La politique de sécurité et de défense commune
La politique de sécurité et de défense commune (PSDC) fait partie intégrante de la politique étrangère et de sécurité commune de l’Union européenne (PESC). La PSDC est le principal cadre d’action au moyen duquel les États membres peuvent développer une culture stratégique européenne de sécurité et de défense, traiter ensemble les conflits et les crises, protéger l’Union et ses citoyens, et renforcer la paix et la sécurité internationales. En raison du contexte géopolitique tendu, la PSDC a été l’une des politiques qui se sont développées le plus rapidement au cours des dix dernières années. Depuis le 24 février 2022, la guerre d’agression menée par la Russie contre l’Ukraine a joué un rôle de réinitialisation géopolitique pour l’Europe et a donné un nouvel élan à ce qui devrait devenir une Union européenne de la défense.
Base juridique
La PSDC est décrite dans le traité de Lisbonne, également connu sous le nom de traité sur l’Union européenne (traité UE), qui est entré en vigueur en 2009.
Plus précisément, le fonctionnement de la PSDC est expliqué au titre V (Dispositions générales relatives à l’action extérieure de l’Union et dispositions spécifiques concernant la politique étrangère et de sécurité commune), chapitre 2 (Dispositions spécifiques concernant la politique étrangère et de sécurité commune), section 2 (Dispositions concernant la politique de sécurité et de défense commune), du traité de Lisbonne. La section 2 comprend cinq articles: les articles 42 à 46.
Le rôle du Parlement européen dans la PESC et la PSDC est défini au titre V, chapitre 2, section 1 (Dispositions communes), notamment à l’article 36, et les modalités de financement des deux politiques sont définies à l’article 41.
La PSDC est décrite plus en détail dans les annexes du traité de Lisbonne, principalement les protocoles nº 1 (sur le rôle des parlements nationaux dans l’Union européenne), nº 10 (sur la coopération structurée permanente établie par l’article 42 du traité sur l’Union européenne) et nº 11 (sur l’article 42 du traité sur l’Union européenne), ainsi que dans les déclarations 13 et 14 (déclarations sur la politique étrangère et de sécurité commune).
Organisation
Le Haut Représentant de l’Union pour les affaires étrangères et la politique de sécurité, qui exerce également la fonction de Vice-président de la Commission européenne (VP/HR), tient le rôle principal sur le plan institutionnel.
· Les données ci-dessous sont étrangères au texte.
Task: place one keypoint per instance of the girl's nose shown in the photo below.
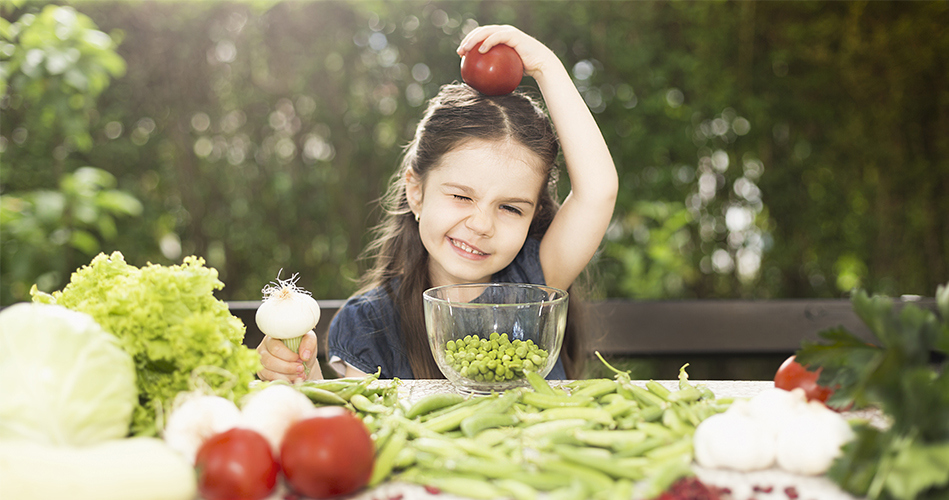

Josep Borrell est le VP/HR depuis décembre 2019. Il préside le Conseil des affaires étrangères dans sa formation des ministres de la défense, qui est l’organe décisionnel de la PSDC. Il est chargé de présenter des propositions relatives à la PSDC aux États membres. Le VP/HR est le chef du Service européen pour l’action extérieure et le directeur de l’Agence européenne de défense (AED).
Le Conseil européen et le Conseil de l’Union européenne prennent les décisions relatives à la PSDC à l’unanimité (article 42 du traité UE). Certaines exceptions notables sont les décisions concernant l’AED (article 45 du traité UE) et la coopération structurée permanente (CSP, article 46 du traité UE), pour lesquelles les décisions sont votées à la majorité qualifiée.
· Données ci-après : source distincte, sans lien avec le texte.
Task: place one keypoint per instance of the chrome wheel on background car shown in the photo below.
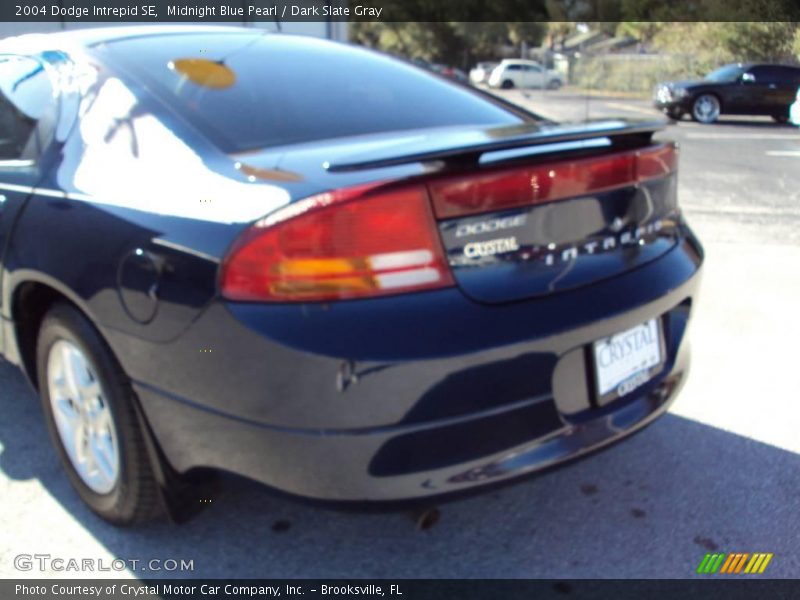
(83, 418)
(706, 108)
Le traité de Lisbonne a introduit une politique européenne des capacités et de l’armement (article 42, paragraphe 3, du traité UE) et établi que l’AED et la Commission travaillent de concert le cas échéant (article 45, paragraphe 2, du traité UE), notamment en ce qui concerne les politiques de l’Union relatives à la recherche, l’industrie et l’espace.
En outre, l’article 21 du traité UE rappelle que le multilatéralisme est au cœur de l’action extérieure de l’Union. En conséquence, les partenaires de l’Union peuvent participer aux missions et opérations de la PSDC. L’Union est déterminée à renforcer la coordination et la coopération dans différents cadres multilatéraux, en particulier avec les Nations unies et l’Organisation du traité de l’Atlantique Nord (OTAN), mais aussi avec d’autres organismes régionaux tels que l’Union africaine.
Évolution
Depuis le traité de Lisbonne, la PSDC a considérablement évolué, sur le plan tant politique qu’institutionnel.
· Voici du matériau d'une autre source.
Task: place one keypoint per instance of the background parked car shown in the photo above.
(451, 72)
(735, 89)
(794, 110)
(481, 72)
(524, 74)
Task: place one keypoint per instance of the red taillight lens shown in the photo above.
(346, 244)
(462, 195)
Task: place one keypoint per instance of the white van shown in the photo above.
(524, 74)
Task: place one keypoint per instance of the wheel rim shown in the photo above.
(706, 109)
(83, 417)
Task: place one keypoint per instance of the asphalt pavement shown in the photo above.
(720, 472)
En juin 2016, la VP/HR Federica Mogherini a présenté au Conseil européen une «stratégie globale pour la politique étrangère et de sécurité de l’Union européenne» (SGUE), qui fixe la stratégie relative à la PSDC. Cinq priorités ont été définies: la sécurité de l’Union; la résilience des États et des sociétés dans le voisinage oriental et méridional de l’Union; l’élaboration d’une stratégie coordonnée à l’égard des conflits; les ordres régionaux de coopération; et la gouvernance mondiale au XXIe siècle.
En novembre 2016, la VP/HR a également présenté au Conseil un «plan de mise en œuvre en matière de sécurité et de défense» pour rendre opérationnelle la vision énoncée dans la SGUE. Le plan contenait 13 propositions, dont un examen annuel coordonné en matière de défense (EACD) et un nouveau dispositif de coopération structurée permanente (CSP) pour les États membres désireux de s’engager davantage dans le domaine de la sécurité et de la défense.
En parallèle, Mme Mogherini a présenté un plan d’action européen de la défense aux États membres, accompagné de propositions clés relatives à la création d’un Fonds européen de la défense (FED) consacré à la recherche en matière de défense et à la mise en place de capacités de défense. Ces mesures ont été mises en œuvre ces dernières années.
En juin 2021, l’Union a lancé une réflexion sur l’avenir de la sécurité et de la défense européennes. Ce processus a conduit à la création de la boussole stratégique en matière de sécurité et de défense, un document d’orientation politique qui définit la stratégie de l’Union en matière de sécurité et de défense pour les cinq à dix prochaines années. La boussole stratégique fournit un cadre d’action pour le développement d’une vision commune dans le domaine de la sécurité et de la défense. Le document a été élaboré en trois étapes: une analyse des menaces, un dialogue stratégique structuré puis l’élaboration et la révision avant adoption. Son principal objectif est de fournir une orientation politique pour la mise en œuvre de l’«autonomie stratégique» de l’Union dans quatre domaines principaux: la gestion des crises, la résilience, les capacités et les partenariats. Ce processus a pour objet de répondre à une nécessité croissante pour l’Union: être en mesure de jouer un rôle de garant de la sécurité. En novembre 2021, le VP/HR Josep Borrell a présenté la version initiale du document lors d’une session conjointe des ministres des affaires étrangères et de la défense de l’Union.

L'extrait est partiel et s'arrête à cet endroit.